Why somebody would use SAT solvers (Boolean satisfiability problem) to solve their real world problems?

Are there any examples of the real uses of this model?

Answer 1

One actual example of SAT solvers is finding the set of compatible package versions in python conda package manager.

(see, for example, https://www.anaconda.com/blog/understanding-and-improving-condas-performance)

The practical applications of SAT solvers involve as well (see http://www.carstensinz.de/talks/RISC-2005.pdf):

• Product Configuration
• Hardware Verification
• Bounded Model Checking
• (Hardware) Equivalence Checking
• Asynchronous circuit synthesis (IBM)
• Software-Verification
• Expert system verification
• Planning (air-traffic control, telegraph routing)
• Scheduling (sport tournaments)
• Finite mathematics (quasigroups)
• Cryptanalysis

Answer 2

Instead of talking about just SAT solvers, let me talk about optimization in general. Many economic problems can be cast as optimization problems: for example, FedEx may have a list of packages and the destinations for those packages, and must decide which packages to put on which trucks, and what order to deliver those packages in.

If you write out a mathematical description of this problem, there are a truly stunning number of possible solutions, and a well-defined way to evaluate which of two solutions is better. A solver is an algorithm that will evaluate a solution, come up with another solution, and then evaluate that one, and so on.

In small cases and simple problems, the solver can also terminate with a proof that it is actually the best solution possible. But typically instead the solver just reports "this is the best solution that I've seen," and that's used. An improvement in the solver means you can reliably get lower-cost solutions than you were seeing before.

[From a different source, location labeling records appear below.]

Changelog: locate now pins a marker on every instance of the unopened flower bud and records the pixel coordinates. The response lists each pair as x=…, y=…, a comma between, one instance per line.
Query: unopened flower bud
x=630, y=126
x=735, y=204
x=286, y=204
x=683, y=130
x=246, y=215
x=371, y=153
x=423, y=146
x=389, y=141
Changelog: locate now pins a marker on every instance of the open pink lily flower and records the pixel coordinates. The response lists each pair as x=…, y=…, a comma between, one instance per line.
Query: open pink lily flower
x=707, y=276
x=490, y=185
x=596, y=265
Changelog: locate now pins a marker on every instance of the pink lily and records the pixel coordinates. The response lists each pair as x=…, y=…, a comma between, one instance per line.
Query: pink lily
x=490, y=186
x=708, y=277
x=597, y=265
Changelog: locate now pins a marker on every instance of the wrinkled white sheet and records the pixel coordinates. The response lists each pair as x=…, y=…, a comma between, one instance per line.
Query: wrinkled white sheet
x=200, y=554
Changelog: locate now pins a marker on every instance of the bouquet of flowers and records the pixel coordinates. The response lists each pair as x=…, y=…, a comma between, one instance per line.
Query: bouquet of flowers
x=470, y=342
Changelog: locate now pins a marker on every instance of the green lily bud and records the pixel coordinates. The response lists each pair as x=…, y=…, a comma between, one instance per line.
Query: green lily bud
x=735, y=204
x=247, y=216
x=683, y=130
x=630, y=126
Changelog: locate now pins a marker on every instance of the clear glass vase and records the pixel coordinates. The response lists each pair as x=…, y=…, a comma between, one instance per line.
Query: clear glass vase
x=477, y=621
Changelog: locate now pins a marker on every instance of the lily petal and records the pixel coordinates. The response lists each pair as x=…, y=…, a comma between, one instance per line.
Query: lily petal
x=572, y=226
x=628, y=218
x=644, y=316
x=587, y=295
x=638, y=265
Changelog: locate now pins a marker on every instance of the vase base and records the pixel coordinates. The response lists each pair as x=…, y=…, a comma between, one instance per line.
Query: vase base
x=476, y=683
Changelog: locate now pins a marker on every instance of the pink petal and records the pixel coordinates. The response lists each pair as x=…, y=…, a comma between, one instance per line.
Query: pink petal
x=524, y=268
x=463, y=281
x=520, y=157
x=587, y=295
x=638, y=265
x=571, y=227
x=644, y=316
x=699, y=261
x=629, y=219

For the SAT problem specifically, the Wikipedia page on SAT gives some examples:

Since the SAT problem is NP-complete, only algorithms with exponential worst-case complexity are known for it. In spite of this, efficient and scalable algorithms for SAT were developed over the last decade[when?] and have contributed to dramatic advances in our ability to automatically solve problem instances involving tens of thousands of variables and millions of constraints (i.e. clauses).[1] Examples of such problems in electronic design automation (EDA) include formal equivalence checking, model checking, formal verification of pipelined microprocessors,[12] automatic test pattern generation, routing of FPGAs,[14] planning, and scheduling problems, and so on. A SAT-solving engine is now considered to be an essential component in the EDA toolbox.